We explored the potential biological functions of the genotyped genetic markers with several web-based SNP prediction tools that are supported by regularly updated databases and software tools: SNPnexus , SNP Function Prediction (FuncPred) , F-SNP  and MaInspector . In silico analysis predicted no known function for rs12342421 (S8) and other genotyped SNPs except that one 5’-upstream SNP (rs3808850 (S1)) and two intronic SNPs (rs7849191 (S2) and rs3780378 (S18)) were predicted by FuncPred to be involved in transcription factor binding sites. Experimental functional studies may be required to clarify this issue.
We then conducted an analysis of expression quantitative trait loci (eQTL) across the JAK2 gene (142.8 kb) with several online tools: eQTL resources @ the Pritchard lab , seeQTL , and UCSC Genome Browser . This analysis did not detect any regulatory regions within the two recombination hotspots encompassing the JAK2 gene .
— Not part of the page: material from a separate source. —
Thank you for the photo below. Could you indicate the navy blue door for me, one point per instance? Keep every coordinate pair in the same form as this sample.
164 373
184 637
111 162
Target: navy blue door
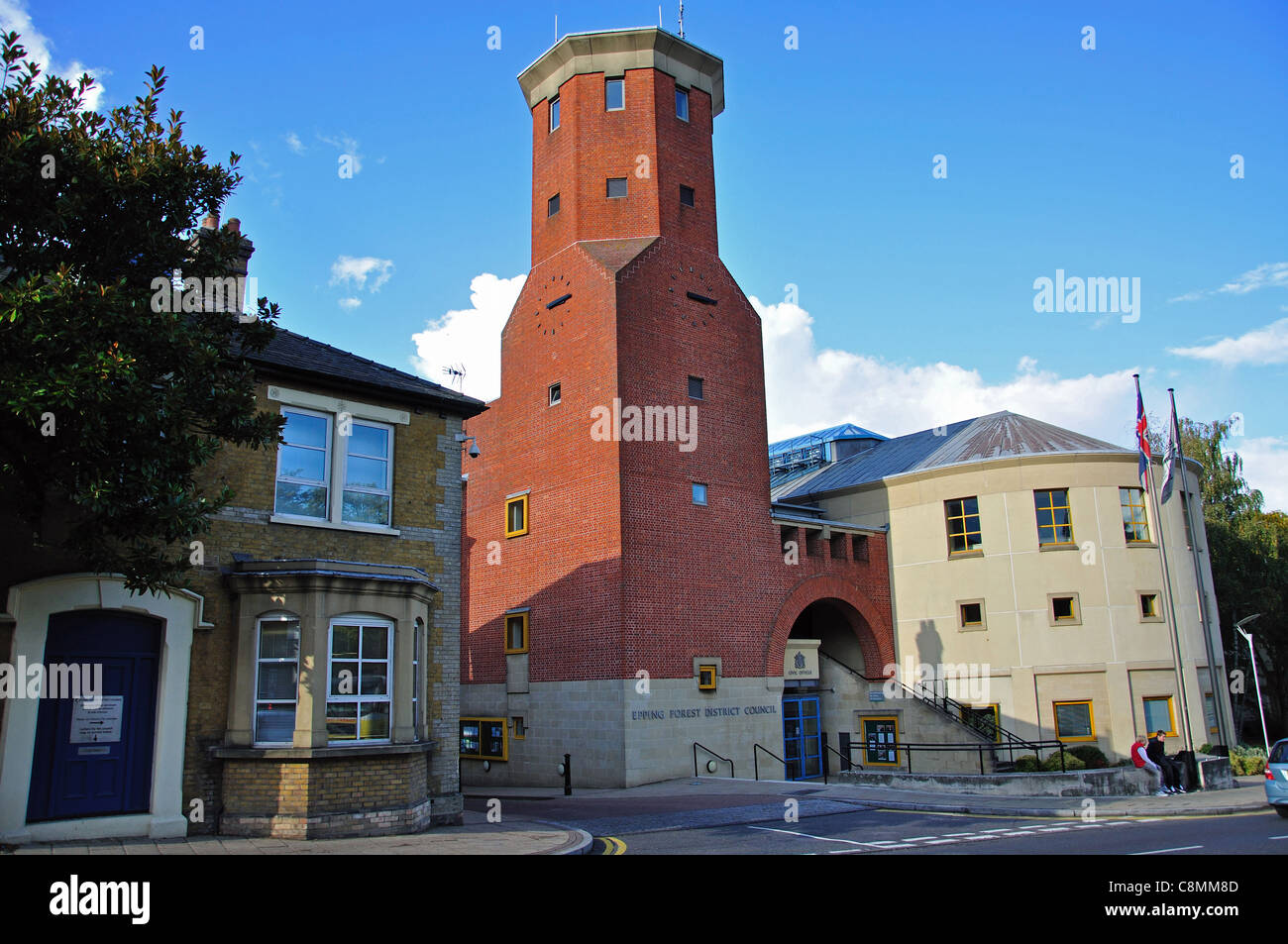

These circumstantial findings suggest that the causal variants driving the disease development may not be the SNPs or haplotypes reported here, but some untyped variants in LD with these markers. However, it is also possible that the potential functions of the associated SNPs are some biological processes that are not well captured by current functional annotation software. Owing to limited eQTL studies on different tissues or cell types, eQTL studies might provide only limited knowledge for linking regulatory variants to specific genes in different tissues or cell types. There might be some other eQTLs that have not been curated, leading to the limited information .
The distribution of V617F in our Hong Kong MPN patients (PV, ET and PMF) is similar to those in other studies -. This justified our comparable findings to those in other populations. Taken together, our results corroborate the findings that JAK2 variants are predisposing factors for MPN development dependent on V617F in Hong Kong Chinese, especially rs12342421 (S8). Conceivably, the failure to detect, in our study, the association between V617F-negative MPNs and controls as reported elsewhere , can be ascribed to the small sample size of the cases (n = 44). Larger sample size would probably be needed to detect an association for V617F-negative MPNs.
To the best of our knowledge, we are the first to perform genotype imputation in genetic association studies of MPNs. Being an essential component in genetic association study, imputation enabled us to test many untyped markers for associations with MPNs and hence increased the chance to identify causal variants. Although we failed to find the causal variant, imputation together with conditional logistic regression indeed further strengthens our confidence to conclude that rs12342421 (S8) contributed an independent effect to the most significant association between JAK2 risk haplotype and MPNs.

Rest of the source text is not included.